About

This page showcases the work of Octavio Medina in a blogpost where he shows how to build a plot to analyze the results of a regression model for an ordinal outcome. You can find the original blog post here, written in R.

Thanks to him for accepting sharing his work here! Thanks also to Tomás Capretto who translated this work from R to Python! 🙏🙏

As a teaser, here is the plot we’re gonna try building:

scatterplot

Load libraries

Let's get started by loading the libraries that are going to be used today. As usual, we import Matplotlib for creating the visualization and NumPy to handle arrays of values. On top of that, we also use flexitext to add a title with multiple styles, and the expit function from the special module in SciPy to compute the probabilities you can see in the chart.

from functools import reduce

import numpy as np
import matplotlib
import matplotlib.pyplot as plt

from flexitext import flexitext
from scipy.special import expit

Prepare data

Today's visualization shows the relationship between a continuous variable and an ordinal outcome (a categorical variable with more than two levels that have some intrinsic order).
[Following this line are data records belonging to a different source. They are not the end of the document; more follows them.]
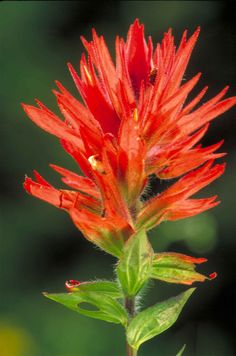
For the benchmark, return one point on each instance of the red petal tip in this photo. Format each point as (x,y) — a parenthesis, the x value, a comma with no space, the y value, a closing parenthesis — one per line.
(71,284)
(213,275)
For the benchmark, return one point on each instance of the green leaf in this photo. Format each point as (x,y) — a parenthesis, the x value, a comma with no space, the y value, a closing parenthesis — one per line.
(134,267)
(103,306)
(180,353)
(177,268)
(156,319)
(105,287)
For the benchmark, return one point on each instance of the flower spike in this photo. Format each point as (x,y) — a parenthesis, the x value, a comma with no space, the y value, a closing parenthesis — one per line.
(136,121)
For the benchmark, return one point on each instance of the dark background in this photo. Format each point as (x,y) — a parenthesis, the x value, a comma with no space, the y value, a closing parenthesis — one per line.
(40,247)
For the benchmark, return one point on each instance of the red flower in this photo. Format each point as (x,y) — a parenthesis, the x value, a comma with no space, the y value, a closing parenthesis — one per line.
(135,122)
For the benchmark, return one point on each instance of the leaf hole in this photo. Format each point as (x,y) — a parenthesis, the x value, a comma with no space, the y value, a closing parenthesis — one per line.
(88,306)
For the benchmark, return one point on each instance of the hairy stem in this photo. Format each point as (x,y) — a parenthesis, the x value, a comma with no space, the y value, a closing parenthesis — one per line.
(130,307)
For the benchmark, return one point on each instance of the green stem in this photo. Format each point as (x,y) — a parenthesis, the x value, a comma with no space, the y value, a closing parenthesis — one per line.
(130,307)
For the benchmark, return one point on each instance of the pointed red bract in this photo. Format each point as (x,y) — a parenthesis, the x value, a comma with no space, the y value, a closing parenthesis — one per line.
(136,120)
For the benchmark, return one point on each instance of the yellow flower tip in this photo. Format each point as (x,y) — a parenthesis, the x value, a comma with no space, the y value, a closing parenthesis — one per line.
(96,164)
(88,74)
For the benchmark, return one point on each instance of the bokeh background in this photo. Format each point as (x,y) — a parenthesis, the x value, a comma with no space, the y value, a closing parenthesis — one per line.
(40,247)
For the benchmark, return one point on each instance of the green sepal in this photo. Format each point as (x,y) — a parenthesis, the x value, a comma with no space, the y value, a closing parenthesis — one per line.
(108,288)
(177,268)
(180,353)
(134,268)
(107,308)
(156,319)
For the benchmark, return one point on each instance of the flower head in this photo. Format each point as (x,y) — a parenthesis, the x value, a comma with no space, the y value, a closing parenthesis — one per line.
(134,122)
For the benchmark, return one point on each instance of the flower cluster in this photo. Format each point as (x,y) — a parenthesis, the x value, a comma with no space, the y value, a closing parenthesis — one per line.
(135,123)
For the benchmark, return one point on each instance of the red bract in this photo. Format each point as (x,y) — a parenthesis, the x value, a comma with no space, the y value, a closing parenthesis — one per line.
(135,122)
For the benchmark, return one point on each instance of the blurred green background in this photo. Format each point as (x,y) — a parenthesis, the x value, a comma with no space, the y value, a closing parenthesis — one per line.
(40,247)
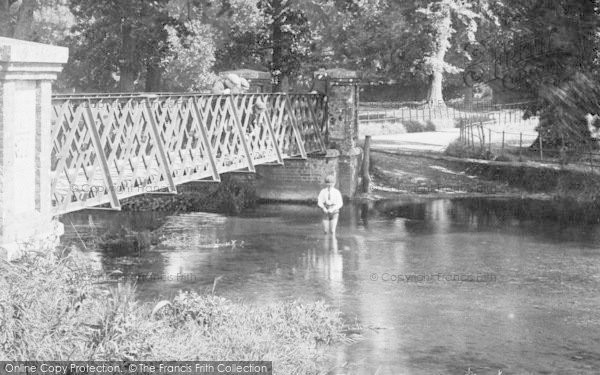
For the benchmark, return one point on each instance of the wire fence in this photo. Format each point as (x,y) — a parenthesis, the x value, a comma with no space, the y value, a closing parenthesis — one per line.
(450,115)
(484,139)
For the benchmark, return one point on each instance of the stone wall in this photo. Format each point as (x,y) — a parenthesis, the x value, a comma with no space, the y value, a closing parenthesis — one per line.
(297,179)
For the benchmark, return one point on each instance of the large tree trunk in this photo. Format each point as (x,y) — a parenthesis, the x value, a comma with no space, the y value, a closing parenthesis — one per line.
(437,64)
(435,91)
(127,69)
(277,40)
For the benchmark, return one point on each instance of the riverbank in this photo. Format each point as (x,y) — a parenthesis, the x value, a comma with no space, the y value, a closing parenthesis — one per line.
(440,176)
(62,307)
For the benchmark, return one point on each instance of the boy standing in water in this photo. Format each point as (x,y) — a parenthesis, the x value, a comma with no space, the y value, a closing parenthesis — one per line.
(330,201)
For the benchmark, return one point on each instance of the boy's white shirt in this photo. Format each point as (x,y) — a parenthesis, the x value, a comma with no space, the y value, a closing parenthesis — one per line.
(336,198)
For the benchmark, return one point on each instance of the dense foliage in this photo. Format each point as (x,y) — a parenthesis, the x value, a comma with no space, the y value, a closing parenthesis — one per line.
(63,307)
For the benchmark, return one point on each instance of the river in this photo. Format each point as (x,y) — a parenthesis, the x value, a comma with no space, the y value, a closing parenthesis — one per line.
(439,286)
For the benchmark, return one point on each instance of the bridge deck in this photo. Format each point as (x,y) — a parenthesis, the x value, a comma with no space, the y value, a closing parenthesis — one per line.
(108,148)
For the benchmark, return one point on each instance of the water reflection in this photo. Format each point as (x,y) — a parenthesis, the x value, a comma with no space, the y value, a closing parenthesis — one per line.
(538,313)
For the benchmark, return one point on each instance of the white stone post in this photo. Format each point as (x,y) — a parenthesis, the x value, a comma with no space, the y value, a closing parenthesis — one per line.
(26,73)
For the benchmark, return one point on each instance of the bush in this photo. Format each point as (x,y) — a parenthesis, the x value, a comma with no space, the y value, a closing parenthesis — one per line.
(231,195)
(562,111)
(51,308)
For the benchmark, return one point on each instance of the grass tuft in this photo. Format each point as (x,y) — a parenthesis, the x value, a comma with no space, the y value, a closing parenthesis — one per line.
(50,310)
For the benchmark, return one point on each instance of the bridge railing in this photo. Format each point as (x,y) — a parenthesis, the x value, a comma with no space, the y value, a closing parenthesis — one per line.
(108,147)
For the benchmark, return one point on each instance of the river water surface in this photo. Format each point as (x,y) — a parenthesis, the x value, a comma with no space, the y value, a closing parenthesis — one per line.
(438,286)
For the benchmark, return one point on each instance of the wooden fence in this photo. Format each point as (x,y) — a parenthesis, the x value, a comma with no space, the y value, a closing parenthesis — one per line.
(109,147)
It's important to remark the chart is not based on raw data. Instead, it shows the outcomes of a Bayesian ordinal regression model. These outcomes are helpful to visualize the relationship between the predictors and the outcome as well as the uncertainty in these relationships.
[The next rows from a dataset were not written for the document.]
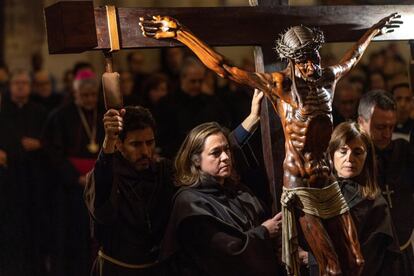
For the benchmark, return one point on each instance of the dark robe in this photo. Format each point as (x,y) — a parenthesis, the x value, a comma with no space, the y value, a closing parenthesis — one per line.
(216,230)
(130,211)
(179,113)
(376,232)
(66,141)
(23,215)
(396,169)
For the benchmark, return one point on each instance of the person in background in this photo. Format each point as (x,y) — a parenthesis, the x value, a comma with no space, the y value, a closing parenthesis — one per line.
(217,226)
(24,226)
(403,96)
(188,107)
(43,93)
(345,104)
(73,136)
(377,113)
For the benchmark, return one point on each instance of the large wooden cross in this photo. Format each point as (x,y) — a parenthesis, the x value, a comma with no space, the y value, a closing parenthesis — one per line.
(78,26)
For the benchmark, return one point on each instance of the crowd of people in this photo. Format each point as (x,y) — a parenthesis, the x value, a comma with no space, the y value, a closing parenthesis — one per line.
(86,189)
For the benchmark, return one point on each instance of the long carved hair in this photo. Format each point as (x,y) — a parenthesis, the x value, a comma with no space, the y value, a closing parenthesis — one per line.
(346,132)
(188,159)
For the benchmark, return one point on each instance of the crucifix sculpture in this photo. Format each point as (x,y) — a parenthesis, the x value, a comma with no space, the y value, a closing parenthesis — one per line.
(302,94)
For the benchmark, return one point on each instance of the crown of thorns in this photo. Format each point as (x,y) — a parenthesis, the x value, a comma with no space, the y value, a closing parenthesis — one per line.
(305,48)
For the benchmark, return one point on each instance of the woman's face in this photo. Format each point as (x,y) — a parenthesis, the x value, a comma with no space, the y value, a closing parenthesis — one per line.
(216,157)
(350,158)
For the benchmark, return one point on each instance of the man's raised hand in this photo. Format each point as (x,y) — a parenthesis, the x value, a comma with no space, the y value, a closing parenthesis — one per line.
(159,27)
(113,124)
(389,23)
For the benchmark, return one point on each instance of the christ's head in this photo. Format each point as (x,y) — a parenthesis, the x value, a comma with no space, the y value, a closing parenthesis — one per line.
(300,45)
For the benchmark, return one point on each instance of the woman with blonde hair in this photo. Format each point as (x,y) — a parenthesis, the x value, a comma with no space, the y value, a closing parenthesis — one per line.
(217,226)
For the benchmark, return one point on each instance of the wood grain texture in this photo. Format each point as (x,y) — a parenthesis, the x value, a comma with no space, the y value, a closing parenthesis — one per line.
(220,26)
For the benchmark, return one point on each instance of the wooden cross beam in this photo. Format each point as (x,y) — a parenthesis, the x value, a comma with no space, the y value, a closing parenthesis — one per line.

The following Probabilities class simulates the outcomes of this Bayesian model. Each call to .compute() returns one replicate for the four lines you see on each panel in the original chart.

class Probabilities:
    def __init__(self, grid, auth, responses, programs):
        self.grid = grid
        self.auth = auth
        self.responses = responses
        self.programs = programs

    def compute(self, j):
        eta = self.grid * self._auth_coef() + self._program_coef(j)
        n_responses = len(self.responses["mean"]) + 1
        probs = [0] * n_responses
        for i in range(n_responses):
            if i == 0:
                response = self._response_coef(i)
                probs[i] = expit(response - eta)
            elif i < n_responses - 1:
                response = self._response_coef(i)
                response_previous = self._response_coef(i - 1)
                probs[i] = expit(response - eta) - \
                    expit(response_previous - eta)
            else:
                probs[i] = 1 - reduce(lambda a, b: a + b, probs[:-1])

        return probs

    def _auth_coef(self):
        mean = self.auth["mean"]
        sd = self.auth["sd"]
        return np.random.normal(mean, sd)

    def _response_coef(self, idx):
        mean = self.responses["mean"][idx]
        sd = self.responses["sd"][idx]
        return np.random.normal(mean, sd)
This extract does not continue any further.